If you are planning a flight you are surely going to be interested in some additional information that is but a tap away. The alerts tab shows NOTAMs for the airport you are looking at. If you are ready to review weather conditions tap the WX button to receive the current weather observation at the airport, which provides the METAR and even a translation for the METAR. From the weather page you can look at various weather data including current winds aloft information and a looped radar image. There is also an option to view forecasted weather data but if a TAF is not published for the airport you are looking at it will not return any data. I would love to see in an update a few TAF reports for airports within a 25-mile proximity of the airport being looked at.

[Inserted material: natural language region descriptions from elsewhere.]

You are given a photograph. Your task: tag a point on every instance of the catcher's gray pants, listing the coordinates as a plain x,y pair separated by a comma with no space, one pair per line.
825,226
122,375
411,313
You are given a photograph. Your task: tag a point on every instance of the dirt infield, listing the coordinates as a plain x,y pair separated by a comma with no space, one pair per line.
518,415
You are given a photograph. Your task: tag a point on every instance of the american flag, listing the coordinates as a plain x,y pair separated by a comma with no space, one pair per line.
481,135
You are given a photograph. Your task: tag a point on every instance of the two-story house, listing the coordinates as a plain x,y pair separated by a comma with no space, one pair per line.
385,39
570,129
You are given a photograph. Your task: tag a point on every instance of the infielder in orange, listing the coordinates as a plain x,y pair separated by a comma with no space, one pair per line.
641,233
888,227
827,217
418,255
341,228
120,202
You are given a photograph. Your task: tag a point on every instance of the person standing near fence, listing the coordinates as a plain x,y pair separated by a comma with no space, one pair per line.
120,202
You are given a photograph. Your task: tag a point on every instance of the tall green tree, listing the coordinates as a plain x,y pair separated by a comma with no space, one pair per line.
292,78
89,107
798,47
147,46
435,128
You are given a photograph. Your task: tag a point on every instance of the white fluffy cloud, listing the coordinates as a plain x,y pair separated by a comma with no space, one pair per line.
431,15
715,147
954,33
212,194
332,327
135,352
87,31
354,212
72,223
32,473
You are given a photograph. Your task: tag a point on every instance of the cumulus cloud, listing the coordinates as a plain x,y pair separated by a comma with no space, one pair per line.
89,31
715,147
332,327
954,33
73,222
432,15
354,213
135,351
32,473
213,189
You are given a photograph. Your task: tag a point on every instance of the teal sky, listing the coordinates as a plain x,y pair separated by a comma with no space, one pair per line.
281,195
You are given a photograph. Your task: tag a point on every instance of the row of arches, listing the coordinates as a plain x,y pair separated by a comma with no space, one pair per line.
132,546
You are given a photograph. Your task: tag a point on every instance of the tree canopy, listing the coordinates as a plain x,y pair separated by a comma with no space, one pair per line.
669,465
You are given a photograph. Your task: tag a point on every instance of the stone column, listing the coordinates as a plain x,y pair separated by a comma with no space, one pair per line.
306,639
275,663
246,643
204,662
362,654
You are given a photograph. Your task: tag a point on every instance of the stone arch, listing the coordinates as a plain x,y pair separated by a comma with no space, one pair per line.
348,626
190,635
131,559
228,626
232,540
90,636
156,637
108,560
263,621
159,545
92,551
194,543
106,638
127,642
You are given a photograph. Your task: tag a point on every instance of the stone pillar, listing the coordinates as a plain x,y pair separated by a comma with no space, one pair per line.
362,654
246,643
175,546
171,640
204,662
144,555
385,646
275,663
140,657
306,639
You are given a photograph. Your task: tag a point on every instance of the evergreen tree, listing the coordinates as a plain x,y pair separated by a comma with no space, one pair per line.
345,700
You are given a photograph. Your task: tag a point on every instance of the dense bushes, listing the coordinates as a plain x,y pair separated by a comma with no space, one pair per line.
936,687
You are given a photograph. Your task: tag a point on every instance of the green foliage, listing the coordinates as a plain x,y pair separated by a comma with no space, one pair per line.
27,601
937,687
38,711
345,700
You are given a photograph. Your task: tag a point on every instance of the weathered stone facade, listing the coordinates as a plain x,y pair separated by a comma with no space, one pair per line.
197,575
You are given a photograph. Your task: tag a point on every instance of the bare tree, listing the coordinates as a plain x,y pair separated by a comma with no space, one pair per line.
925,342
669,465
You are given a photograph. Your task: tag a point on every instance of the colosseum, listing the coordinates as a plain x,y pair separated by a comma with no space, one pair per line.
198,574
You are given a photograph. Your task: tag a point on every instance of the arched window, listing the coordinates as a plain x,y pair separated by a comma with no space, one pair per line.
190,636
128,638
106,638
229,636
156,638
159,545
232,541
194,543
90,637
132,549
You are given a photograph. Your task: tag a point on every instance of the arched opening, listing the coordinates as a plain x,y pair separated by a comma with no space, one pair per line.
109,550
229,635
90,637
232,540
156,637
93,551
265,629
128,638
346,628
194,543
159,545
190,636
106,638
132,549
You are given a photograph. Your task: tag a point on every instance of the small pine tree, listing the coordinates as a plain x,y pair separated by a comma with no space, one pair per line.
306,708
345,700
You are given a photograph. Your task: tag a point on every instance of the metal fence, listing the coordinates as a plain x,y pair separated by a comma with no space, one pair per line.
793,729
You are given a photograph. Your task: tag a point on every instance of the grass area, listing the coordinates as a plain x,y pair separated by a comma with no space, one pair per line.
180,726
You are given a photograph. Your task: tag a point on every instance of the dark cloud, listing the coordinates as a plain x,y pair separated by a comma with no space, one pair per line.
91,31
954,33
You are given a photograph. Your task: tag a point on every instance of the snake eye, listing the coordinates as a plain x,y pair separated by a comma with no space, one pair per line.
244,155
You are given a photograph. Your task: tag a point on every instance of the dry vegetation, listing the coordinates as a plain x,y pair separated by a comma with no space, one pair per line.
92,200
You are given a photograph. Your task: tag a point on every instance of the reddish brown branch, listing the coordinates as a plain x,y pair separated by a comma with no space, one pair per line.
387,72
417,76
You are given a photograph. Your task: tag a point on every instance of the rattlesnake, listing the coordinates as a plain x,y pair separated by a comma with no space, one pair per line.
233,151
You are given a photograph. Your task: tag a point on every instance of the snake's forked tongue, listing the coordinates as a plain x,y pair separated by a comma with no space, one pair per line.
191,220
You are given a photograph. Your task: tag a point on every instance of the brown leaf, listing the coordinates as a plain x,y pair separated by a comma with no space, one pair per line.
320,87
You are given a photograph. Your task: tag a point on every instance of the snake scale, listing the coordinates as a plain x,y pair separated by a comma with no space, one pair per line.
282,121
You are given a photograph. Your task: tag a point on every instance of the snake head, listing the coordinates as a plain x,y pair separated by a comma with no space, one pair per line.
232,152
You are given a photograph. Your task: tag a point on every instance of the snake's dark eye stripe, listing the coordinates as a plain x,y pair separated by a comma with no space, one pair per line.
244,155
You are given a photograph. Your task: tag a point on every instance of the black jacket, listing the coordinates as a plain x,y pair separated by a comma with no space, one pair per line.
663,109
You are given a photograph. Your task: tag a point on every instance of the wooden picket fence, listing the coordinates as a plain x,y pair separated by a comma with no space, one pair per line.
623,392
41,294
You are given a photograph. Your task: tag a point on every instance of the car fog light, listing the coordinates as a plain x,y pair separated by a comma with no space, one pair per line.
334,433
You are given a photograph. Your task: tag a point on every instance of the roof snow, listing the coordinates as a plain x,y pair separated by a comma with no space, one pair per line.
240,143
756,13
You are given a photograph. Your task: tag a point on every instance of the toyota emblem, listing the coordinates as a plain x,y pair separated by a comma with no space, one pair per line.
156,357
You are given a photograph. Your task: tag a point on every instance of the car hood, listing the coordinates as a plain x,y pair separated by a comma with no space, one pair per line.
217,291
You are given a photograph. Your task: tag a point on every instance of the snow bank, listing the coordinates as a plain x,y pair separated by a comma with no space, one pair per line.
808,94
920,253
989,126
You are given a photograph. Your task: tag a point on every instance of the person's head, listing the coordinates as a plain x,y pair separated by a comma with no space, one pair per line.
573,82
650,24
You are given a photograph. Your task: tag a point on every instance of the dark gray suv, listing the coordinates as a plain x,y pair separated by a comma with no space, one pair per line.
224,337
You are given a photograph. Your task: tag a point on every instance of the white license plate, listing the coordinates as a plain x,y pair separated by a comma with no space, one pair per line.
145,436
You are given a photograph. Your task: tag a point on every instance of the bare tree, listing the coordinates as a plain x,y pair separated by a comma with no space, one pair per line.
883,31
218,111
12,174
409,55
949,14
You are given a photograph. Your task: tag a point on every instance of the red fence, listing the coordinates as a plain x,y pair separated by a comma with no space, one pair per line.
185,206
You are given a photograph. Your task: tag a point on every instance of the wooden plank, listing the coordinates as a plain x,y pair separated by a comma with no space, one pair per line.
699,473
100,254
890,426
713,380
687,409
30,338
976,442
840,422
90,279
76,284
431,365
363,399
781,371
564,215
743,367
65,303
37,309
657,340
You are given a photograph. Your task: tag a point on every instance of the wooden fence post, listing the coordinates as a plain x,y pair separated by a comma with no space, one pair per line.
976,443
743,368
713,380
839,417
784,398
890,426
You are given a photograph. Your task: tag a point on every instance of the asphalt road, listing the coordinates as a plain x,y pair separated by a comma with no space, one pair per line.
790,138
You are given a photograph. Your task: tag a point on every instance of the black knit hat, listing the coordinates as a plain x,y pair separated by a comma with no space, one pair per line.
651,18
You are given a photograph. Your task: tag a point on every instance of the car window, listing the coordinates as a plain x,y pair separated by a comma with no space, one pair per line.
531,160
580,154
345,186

From a higher level you can view national and regional radar images, Airmets, Sigmets and prognostic charts from the weather section of Foreflight.
If you are ready to fly and want to file a flightplan ForeFlight can even help you with that. This is the one part of the functionality that I have not yet used. According to the ForeFlight website you can file new flight plans "in under ten seconds and view your complete flight plan filing history." Flight plan submissions are through a CSC Duats account.
Although, this iphone app will not fully replace all the online resources I use for flight planning it is a valuable tool that will be extremelly handy while on-the-go or at the airport.
If you are an iPhone enabled pilot I highly recommend you check out ForeFlight Mobile 2.0 Preflight Intelligence. It is available through the iPhone App store for a one-time charge of $69.99.